Minchia signor tenente, diceva una canzonetta del defunto comico e scrittore Giorgio Faletti, dove il tenente era un carabiniere, neanche a cavallo, minacciato dall'anti-Stato della Mafia, quando ancora il pericolo mortale era la Mafia, non lo Stato stesso, emittente a reti unificate di ipocondria. Minchia signor tenente, come insegneremo ai nostri figli a non aver paura di una baionetta, mentre lo Stato gli inocula la paura per la Rinazina e per il Vicks Sinex spray nasale?

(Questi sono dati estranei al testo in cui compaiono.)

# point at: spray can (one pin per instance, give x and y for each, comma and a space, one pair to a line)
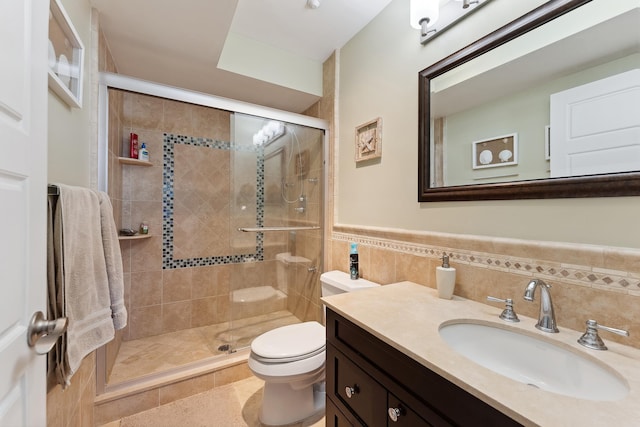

Ah no, è vero, che stupidaggine; bisogna avere paura di tutto, delle baionette in primis, che sono una brutta cosa, come la guerra, che è brutta, come il Covidddi, che è brutto, come la fame, che è brutt... Ah no, la fame no, quella è diventata ormai una colpa, nel pianeta del profitto coatto, o al massimo una sfortunata necessità, visto che per quasi dieci milioni di morti per fame ogni santo anno nessuno ha mai pensato di bloccare nulla, non diciamo poi mica metter su manco mezzo lockdown, ma manco tirar giù mezzo ponte di S.Ambrogio, al quale rinunciare sarebbe stato un gran peccato. Si sa, la fiera degli Oh bej Oh bej l'era un po' come il BLACK FRIDAY, un affarone.

Resta il trombettiere dei Bersaglieri, a suonare il Silenzio, a fine giornata, se glielo faranno suonare, che magari dà fastidio. Anzi no, neanche quello, quando le caserme saranno diventate tutte alberghi per turisti cinesi nella migliore delle ipotesi, sempre che i cinesi non le facciano abbattere per costruirci edilizia residenziale per i loro burocrati, finalmente giunti di persona ad insegnare LIVE il più efficace sistema del mondo, quello totalitario.